Data import

In the world of sustainability accounting and reporting, data transformation and import play crucial roles in ensuring accurate, reliable, and comprehensive sustainability insights. However, organizations often face technical and business challenges in effectively managing and harnessing sustainability data for reporting purposes.

Some of the key challenges include:

  • Data granularity and complexity: Managing diverse sustainability data from multiple sources and categories is essential for creating a comprehensive and granular picture of environmental efficiency progress, encompassing carbon, water, and waste efficiency.

  • Data quality and consistency: Accurate, reliable, and consistent data throughout an organization’s sustainability journey is important for accurate reporting and compliance.

  • Scalability and performance: Handling and processing large datasets efficiently while maintaining optimal performance is crucial for organizations in the near and long term.

  • Data availability: Data can come in different formats or require to be captured manually.

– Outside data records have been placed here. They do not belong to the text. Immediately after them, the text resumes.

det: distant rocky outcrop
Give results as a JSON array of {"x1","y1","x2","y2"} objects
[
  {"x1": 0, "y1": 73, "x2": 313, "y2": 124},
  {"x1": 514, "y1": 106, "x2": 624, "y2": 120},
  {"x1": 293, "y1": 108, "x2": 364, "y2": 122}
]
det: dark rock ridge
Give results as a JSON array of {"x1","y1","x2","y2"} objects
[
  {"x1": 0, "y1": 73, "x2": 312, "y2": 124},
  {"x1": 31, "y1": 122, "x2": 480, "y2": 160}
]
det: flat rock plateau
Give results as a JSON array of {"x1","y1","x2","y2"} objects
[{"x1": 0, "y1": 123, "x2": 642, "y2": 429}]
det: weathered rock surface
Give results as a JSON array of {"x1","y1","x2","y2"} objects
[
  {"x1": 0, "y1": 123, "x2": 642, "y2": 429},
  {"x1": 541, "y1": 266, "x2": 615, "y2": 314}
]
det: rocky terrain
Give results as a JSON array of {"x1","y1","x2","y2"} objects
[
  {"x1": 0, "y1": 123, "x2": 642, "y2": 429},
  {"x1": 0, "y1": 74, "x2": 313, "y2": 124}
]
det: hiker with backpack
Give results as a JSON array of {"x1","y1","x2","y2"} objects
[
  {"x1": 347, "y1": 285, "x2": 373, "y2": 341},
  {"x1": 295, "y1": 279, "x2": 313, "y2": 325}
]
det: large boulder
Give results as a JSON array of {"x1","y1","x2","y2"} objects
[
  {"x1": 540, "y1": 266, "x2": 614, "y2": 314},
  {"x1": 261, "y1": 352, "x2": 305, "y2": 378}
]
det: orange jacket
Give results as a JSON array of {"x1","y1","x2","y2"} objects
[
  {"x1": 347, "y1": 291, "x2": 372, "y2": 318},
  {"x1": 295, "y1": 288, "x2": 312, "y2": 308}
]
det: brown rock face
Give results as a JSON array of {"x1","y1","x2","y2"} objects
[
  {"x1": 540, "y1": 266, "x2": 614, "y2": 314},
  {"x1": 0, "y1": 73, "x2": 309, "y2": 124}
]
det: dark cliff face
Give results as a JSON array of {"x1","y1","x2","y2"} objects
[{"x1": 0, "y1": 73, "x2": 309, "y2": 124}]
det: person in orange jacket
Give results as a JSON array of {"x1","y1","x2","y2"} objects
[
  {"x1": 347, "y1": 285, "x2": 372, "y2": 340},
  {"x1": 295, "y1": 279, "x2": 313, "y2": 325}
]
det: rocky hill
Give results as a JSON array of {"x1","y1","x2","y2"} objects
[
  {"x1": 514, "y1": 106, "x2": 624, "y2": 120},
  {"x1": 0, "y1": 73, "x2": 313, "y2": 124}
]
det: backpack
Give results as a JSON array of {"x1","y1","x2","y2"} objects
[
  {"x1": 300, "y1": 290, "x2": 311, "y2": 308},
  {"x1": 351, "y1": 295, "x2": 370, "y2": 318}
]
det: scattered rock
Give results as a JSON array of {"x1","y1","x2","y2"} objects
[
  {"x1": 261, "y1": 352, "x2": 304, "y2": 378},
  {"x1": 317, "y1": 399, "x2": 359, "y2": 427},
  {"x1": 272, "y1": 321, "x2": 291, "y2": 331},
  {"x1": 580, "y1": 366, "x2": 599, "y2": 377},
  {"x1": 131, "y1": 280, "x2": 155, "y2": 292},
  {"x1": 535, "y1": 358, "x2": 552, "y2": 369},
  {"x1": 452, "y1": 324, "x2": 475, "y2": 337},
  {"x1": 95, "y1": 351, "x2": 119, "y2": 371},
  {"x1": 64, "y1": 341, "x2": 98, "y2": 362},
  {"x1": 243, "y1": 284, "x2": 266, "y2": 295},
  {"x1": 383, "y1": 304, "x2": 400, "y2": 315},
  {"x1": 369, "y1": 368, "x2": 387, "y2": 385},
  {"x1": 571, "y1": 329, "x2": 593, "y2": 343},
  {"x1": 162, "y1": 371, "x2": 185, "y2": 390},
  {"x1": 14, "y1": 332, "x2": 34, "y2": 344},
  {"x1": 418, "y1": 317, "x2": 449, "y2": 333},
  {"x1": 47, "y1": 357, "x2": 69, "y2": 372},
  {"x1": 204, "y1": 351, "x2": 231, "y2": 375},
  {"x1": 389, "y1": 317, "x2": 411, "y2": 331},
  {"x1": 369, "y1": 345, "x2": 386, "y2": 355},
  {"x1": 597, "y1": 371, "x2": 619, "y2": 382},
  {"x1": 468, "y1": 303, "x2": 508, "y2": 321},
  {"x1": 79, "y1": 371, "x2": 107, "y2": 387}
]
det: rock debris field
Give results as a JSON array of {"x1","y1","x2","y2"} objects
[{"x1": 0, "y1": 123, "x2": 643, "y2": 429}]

In addition, businesses face increasing pressure from stakeholders, investors, customers, and regulatory bodies to disclose comprehensive sustainability information. Meeting these expectations requires efficient data transformation and ingestion processes.

This section focuses on the latest enhancement and capabilities of the Ingestion process that builds on the existing capabilities of Microsoft Sustainability Manager. The new capabilities provide a streamlined and advanced platform to manage the data transformation and ingestion process. It provides a simplified user interface, multiple methods of data ingestion, templates, and mapping capabilities.

Data import user experience

A simplified and guided user interface is a much-needed capability for organizations to successfully perform the data transformation and ingestion of their environmental data.

The Sustainability Manager data ingestion experience keeps the data model at the forefront during the ingestion experience to limit user errors. Users can take advantage of the flexibility and multiple ingestion methods based on their requirements and design considerations. In addition, data can be ingested across multiple entities and categories through a one-time import using the same ingestion. These ingestion mechanisms are standardized across carbon, water, and waste.

An important aspect of the data ingestion process is the decoupling of data transformation, data mapping, and data import. This decoupling also helps in mitigating the risks of human errors in extracting, transforming, and loading the data.

During the data connection process, organization users can utilize the data transformation tools sidebar to:

  • Configure datasets to be imported.

  • Use checklists to validate datasets. Checklists ensure successful data import and address issues related to mandatory data columns, data type mismatches, populating option set values, and looking up reference data.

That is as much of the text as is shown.